"Isn't it fascinating how this simple act of drawing a line on a map can transform the way we see and experience the world?" asks Ronald Rael in his December 2018 TED Talk. "And those lines on a map can create scars in the landscape and scars in our memories."
Ronald Rael, one half of the Berkeley CA based practice Rael San Fratello, has held a professional interest in borders (specifically the US-Mexico border) for quite some time. He's developed numerous projects in the region, describing them as architecture "natives" or "immigrants" in the course of his talk. But as Rael spent more time in the area, he became increasingly interested in the border as an architectural element itself. "Is the wall architecture?" he asks.

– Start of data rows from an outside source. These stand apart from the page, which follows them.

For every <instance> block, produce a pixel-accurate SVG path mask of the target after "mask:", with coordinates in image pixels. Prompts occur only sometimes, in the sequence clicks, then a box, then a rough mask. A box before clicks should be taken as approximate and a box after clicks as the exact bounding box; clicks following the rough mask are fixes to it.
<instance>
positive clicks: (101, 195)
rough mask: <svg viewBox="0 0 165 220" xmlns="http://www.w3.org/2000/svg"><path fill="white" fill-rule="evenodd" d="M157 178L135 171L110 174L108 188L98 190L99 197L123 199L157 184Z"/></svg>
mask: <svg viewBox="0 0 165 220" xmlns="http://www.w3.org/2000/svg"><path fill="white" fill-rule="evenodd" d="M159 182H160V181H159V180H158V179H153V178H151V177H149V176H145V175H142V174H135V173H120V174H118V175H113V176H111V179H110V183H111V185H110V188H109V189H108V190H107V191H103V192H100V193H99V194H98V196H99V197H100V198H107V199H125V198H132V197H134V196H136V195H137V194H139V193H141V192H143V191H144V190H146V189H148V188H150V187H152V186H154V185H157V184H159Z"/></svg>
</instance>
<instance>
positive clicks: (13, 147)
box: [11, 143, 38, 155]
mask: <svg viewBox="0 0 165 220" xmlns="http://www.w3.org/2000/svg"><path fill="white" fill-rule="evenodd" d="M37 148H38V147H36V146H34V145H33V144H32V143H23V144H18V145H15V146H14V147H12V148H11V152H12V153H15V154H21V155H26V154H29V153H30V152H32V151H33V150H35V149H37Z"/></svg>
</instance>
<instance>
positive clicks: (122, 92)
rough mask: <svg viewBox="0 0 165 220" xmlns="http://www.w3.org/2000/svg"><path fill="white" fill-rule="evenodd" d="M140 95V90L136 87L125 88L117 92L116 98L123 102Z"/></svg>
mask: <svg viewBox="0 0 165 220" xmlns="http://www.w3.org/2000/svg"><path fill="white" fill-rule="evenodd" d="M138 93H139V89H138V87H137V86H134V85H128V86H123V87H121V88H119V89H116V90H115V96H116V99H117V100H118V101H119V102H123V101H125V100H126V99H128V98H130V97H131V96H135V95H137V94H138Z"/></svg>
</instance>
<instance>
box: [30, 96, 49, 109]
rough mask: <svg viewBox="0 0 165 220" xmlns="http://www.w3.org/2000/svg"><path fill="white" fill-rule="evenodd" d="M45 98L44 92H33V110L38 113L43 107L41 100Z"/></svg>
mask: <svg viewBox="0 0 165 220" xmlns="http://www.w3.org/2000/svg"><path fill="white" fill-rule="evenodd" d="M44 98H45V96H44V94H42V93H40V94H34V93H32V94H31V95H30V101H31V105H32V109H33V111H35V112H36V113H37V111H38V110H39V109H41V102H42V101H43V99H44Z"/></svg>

Perhaps, he says, but that's not the question architects should be interested in. Instead, they should be looking at the spaces (literal and figurative) that lie in between. Games such as volleyball (creatively renamed 'wall y ball') and baseball are already a presence along the border; in his talk Rael outlines a proposal to integrate these informal events formally within the structure of the wall. He shows a concept for a swing that allows people to become short-leash tourists until the moment that "gravity deports them to the other side." Another proposal shows how a version of the wall could be perforated to make room for a table - a place for thanksgiving and communal celebration.
Rael runs through a number of similar proposals over the course of his talk, all showing the absurdity inherent to the wall as a piece of architecture. Architecture, he argues, is most valuable when it emphasizes connection, not exclusion. Walls do not define distinct landscapes, but rather divide into two what was once one. He pushes it to its extreme, showing speculative plans for a house with its bed and dining room table divided by the wall. The example is not meant to suggest possible realities, but to emphasize the fact that the landscape of division cuts close to people's lives.